Eventually Australia follows the
United States. This time
it has only taken 40 years for our politicians to talk about food stamps. Lyndon
Baines Johnson will be delighted to know his influence lives on from the
grave.
Federal Families
Minister Mal Brough at the weekend floated the idea of paying welfare recipients
in kind rather than cash for a proportion of their government benefits. There
was a predictable outcry from welfare groups describing the proposal as
paternalistic and offensive.
There is no such
outcry in the USA where food stamps of
the kind Mr Brough advocates have long been an important part of the welfare
system. The first recipient
of food stamps in the United
States was Mabel McFiggin
of Rochester, New
York; the first retailer
to redeem the stamps was Joseph Mutolo; and the first retailer caught violating
the program was Nick Salzano in October 1939.
From May 1939 until
the spring of 1943 people on relief were permitted to buy orange stamps equal to
their normal food expenditures; for every $1 worth of orange stamps purchased,
50 cents worth of blue stamps were received. Orange stamps could be used to buy
any food; blue stamps could only be used to buy food determined by the
Department to be surplus.
Over the course of
nearly four years, the first FSP reached approximately 20 million people at one
time or another in nearly half of the counties in the U.S – peak participation
was 4 million – at a total cost of $262 million.
The 18 years between
the end of the first FSP and the inception of the next were filled with studies,
reports, and legislative proposals.
President Kennedy’s
first Executive Order in 1961 called for expanded food distribution and, on
February 2,
1961, he announced that
food stamp pilot programs would be initiated.

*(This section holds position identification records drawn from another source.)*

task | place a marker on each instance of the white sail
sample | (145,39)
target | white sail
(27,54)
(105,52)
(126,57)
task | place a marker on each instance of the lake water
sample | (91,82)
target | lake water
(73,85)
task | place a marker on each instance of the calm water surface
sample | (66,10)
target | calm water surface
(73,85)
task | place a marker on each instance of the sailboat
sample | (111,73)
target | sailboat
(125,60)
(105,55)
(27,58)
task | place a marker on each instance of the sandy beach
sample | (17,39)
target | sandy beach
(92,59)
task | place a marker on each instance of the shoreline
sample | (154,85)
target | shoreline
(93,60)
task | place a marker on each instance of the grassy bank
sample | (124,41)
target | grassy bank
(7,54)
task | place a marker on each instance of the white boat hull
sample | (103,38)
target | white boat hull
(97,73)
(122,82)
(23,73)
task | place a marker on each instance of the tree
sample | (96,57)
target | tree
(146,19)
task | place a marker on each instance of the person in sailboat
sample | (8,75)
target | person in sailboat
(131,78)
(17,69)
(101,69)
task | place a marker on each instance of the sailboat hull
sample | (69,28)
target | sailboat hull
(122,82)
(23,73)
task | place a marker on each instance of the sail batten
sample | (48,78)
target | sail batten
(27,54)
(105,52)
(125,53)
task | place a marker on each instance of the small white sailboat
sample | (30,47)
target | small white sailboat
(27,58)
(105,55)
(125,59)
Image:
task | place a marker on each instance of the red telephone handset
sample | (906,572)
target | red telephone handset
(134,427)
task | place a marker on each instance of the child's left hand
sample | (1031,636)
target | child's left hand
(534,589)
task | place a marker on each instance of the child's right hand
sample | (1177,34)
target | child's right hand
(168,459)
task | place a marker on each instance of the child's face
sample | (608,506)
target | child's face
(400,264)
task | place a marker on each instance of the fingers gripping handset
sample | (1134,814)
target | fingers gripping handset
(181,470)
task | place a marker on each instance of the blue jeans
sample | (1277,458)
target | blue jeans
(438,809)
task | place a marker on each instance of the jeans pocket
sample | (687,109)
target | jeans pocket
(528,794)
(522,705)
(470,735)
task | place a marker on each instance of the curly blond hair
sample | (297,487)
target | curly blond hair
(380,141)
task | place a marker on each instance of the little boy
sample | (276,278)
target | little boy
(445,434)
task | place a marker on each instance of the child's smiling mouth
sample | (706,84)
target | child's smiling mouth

The pilot programs would retain
the requirement that the food stamps be purchased, but eliminated the concept of
special stamps for surplus foods. A Department spokesman indicated the emphasis
would be on increasing the consumption of perishables.
Mr and Mrs Alderson
Muncy of Paynesville, West Virginia, on May 29, 1961, used stamps to buy a can
of pork and beans at Henderson’s Supermarket. It was President
Lyndon Baines Johnson with his War on Poverty and promise of The Great Society
who turned the experiment in to a major plank of the American welfare system.
The Food Stamp Act passed by Congress in 1964.